In der AFC South hatten sich in den vergangenen Wochen die Titans und Colts in Stellung gebracht und ihre Ambitionen mit jeweils drei Siegen unterstrichen. Nun kam es zum direkten Duell, zugleich dem Rückspiel nach dem 24:17 für Tennessee in Week 4. Und auch dieses Mal behielten die Titans um Spielmacher Ryan Tannehill, dem lediglich 177 Passing Yards reichten, die Oberhand - 19:10.

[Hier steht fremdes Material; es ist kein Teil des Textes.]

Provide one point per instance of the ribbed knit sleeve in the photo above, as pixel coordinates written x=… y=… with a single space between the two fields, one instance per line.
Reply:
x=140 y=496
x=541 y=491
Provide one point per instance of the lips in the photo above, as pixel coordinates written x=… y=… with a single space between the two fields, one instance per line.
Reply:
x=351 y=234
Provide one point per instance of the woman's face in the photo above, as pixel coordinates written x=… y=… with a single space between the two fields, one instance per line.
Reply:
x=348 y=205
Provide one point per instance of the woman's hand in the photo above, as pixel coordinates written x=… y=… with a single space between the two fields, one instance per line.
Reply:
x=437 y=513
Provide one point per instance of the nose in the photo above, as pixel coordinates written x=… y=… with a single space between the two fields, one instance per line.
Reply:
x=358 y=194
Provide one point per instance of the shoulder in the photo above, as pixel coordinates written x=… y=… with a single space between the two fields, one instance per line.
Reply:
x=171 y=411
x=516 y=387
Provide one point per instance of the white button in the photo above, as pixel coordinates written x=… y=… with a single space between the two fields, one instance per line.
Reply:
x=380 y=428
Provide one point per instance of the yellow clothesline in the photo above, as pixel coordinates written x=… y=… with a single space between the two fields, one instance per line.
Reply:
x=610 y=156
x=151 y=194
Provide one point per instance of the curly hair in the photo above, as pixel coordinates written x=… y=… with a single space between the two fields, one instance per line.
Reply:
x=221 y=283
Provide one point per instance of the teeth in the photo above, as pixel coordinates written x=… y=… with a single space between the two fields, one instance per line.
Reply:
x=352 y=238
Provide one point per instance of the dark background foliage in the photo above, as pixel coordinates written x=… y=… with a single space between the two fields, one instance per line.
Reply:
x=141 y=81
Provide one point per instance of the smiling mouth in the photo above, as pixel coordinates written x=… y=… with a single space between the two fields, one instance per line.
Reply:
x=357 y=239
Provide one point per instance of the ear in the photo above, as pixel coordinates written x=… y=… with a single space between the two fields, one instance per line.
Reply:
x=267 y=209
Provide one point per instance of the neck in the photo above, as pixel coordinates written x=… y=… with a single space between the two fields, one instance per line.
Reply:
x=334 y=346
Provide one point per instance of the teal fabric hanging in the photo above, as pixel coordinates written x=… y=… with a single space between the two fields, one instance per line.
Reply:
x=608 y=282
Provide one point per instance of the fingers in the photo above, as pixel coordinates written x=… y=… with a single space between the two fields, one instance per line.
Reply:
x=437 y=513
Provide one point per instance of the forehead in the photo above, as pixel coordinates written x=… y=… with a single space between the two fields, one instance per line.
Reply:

Neben Running-Back-Maschine Derrick Henry (128 Yards) war vor allem eine sehr gute Defense-Vorstellung der Schlüssel. Die Abwehr erreichte etwa einen Fumble - und schenkte Colts-Quarterback Matt Ryan (243 Yards, ein TD) zwei Interceptions ein - eine davon trug Andrew Adams über stolze 76 Yards zum "Pick Six" und zwischenzeitlichen 10:0 in die Endzone. Den Rest besorgte Kicker Randy Bullock mit vier verwandelten Field Goals. Damit verpassten die Titans den Colts wie schon 20211 einen Sweep (Hin- und Rückspiel gewonnen).
Die New York Giants bleiben das Team der Stunde in der NFL. Das 23:17 bei den Jacksonville Jaguars (2:5) war bereits der sechste Sieg im siebten Spiel. Dabei überzeugten die Mannen aus dem "Big Apple" abermals in der Crunch Time - und machten aus einem 13:17-Rückstand im letzten Quarter noch einen Sieg. So ein spätes Comeback war Quarterback Daniel Jones, der im vierten Viertel selbst über ein Yard in die Endzone durchbrach und überhaupt mit 202 Passing Yards, 107 Rushing Yards und zwei Total Touchdowns überragte, schon mehrmals in dieser Regular Season geglückt.

Nicht eingebrochen sind derweil die Baltimore Ravens, die in dieser Spielzeit schon oft kurz vor Schluss sicher geglaubte Siege noch aus der Hand gegeben hatten. Dieses Mal behielten die Raben beim AFC-North-Clinch bei den Cleveland Browns (2:5) aber mit 23:20 die Oberhand und verbesserte sich selbst auf 4:3. Die Schlagzeilen gehörten dabei übrigens nicht Star-Quarterback Lamar Jackson (179 Total Yards), vielmehr überragte Running Back Gus Edwards mit zwei Touchdown-Läufen und Top-Kicker Justin Tucker mit drei Field Goals - eines aus 55 Yards. Außerdem blockte die Abwehrreihe gegen Spielende noch einen Field-Goal-Versuch der Gäste aus 61 Yards.
Immer mehr in Schwung kommen die Bengals (4:3). Der Finalist des jüngsten Super Bowls fertigte die Gäste aus Atlanta (3:4) mit 35:17 ab. Dabei lieferten die beiden Receiver Ja'Marr Chase (130 Yards, zwei TDs) und Tyler Boyd (155 Yards, ein TD) genauso mächtig ab wie Spielmacher Joe Burrow, dem neben phänomenalen 481 Yards auch noch vier Total Touchdowns gelangen.
Wenig Probleme hatten außerdem noch die starken Dallas Cowboys (5:2), die beim 24:6 gegen Detroit einmal mehr aufzeigten, dass die Lions aktuell und auch statistisch untermauert das schwächste Defense-Team der gesamten Liga sind. Dem wieder fitten texanischen Quarterback Dak Prescott reichte dabei eine solide Vorstellung - unter anderem weil sein Gegenüber Jared Goff vier Turnover hatte. Deutsch-Amerikaner Amon-Ra St. Brown - zuletzt schon am Knöchel verletzt - war nicht lange dabei (Gehirnerschütterung).